Nesse contexto, afasto as preliminares ora aventadas.
Passo ao voto.
II DO MÉRITO
Preenchidos os requisitos de admissibilidade do Recurso, tempestividade, interesse recursal, legitimidade para recorrer e adequação recursal, dispensado o preparo em razão da autora ser beneficiária da justiça gratuita, na qual, mantenho.
Estamos diante de uma relação consumerista, ou seja, “não há dúvidas de que as partes dos contratos de energia elétrica, isto é, concessionária e usuário, amoldam-se aos conceitos de ‘fornecedor’ e ‘consumidor’ abarcados pelo Código de Defesa do Consumidor – CDC”.
O cerne deste recurso de apelação, envolve AÇÃO MONITÓRIA, em decorrência da inadimplência em face da Apelante, referentes faturas de energia elétrica no montante de R$ 25.391,14 (vinte e cinco mil trezentos e noventa e um reais e quatorze centavos) compreendidos entre fevereiro de 2008 a agosto de 2017.
Pois bem,
O procedimento monitório pode ser explanado como o procedimento por meio do qual, diante da consistência (robustez) e segurança da obrigação revelada em documento escrito, expede-se, desde já, um mandado de pagamento para que o devedor cumpra a obrigação, sob pena de automática constituição de um título executivo judicial.

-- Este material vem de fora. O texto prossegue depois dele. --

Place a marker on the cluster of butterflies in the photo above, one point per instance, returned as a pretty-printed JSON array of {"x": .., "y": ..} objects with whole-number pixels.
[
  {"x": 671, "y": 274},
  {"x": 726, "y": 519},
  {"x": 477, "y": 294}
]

Nesse entendimento, passamos a elencar o art. 700, inciso, III do CPC, que dispõe acerca do presente objeto da Ação Monitória interposta pelo Recorrido, verbis:
“Art. 700. A ação monitória pode ser proposta por aquele que afirmar, com base em prova escrita sem eficácia de título executivo, ter direito de exigir do devedor capaz:
[...]
III - o adimplemento de obrigação de fazer ou de não fazer.
[...]
Nesse contexto, verifica-se dos presentes autos, que o autor, ora Recorrido, apresentou faturas de energia elétricas vencidas, isto é, não pagas pela Apelante – id 5384800.
Por oportuno, por conta da natureza jurídica da Ação Monitória, a designação de audiência de conciliação ou mediação não se revela obrigatória, cabendo ao magistrado analisar a conveniência de sua realização, ponderando as circunstâncias da causa e a probabilidade da autocomposição.
Igualmente, tendo em vista que as faturas demonstram o fornecimento de energia elétrica para a unidade consumidora da Apelante, e evidenciam um padrão de consumo que não foge da normalidade e razoabilidade, sem discrepâncias dos valores nos períodos cobrados, de modo que, a Apelante, reconheceu os débitos, ratificando sua inadimplência decorrente de sua dificuldade financeira. Assim, não se coaduna o cerceamento a descoberta da verdade real, estando o presente feito carreado com as provas relevantes para o julgamento da presente lide.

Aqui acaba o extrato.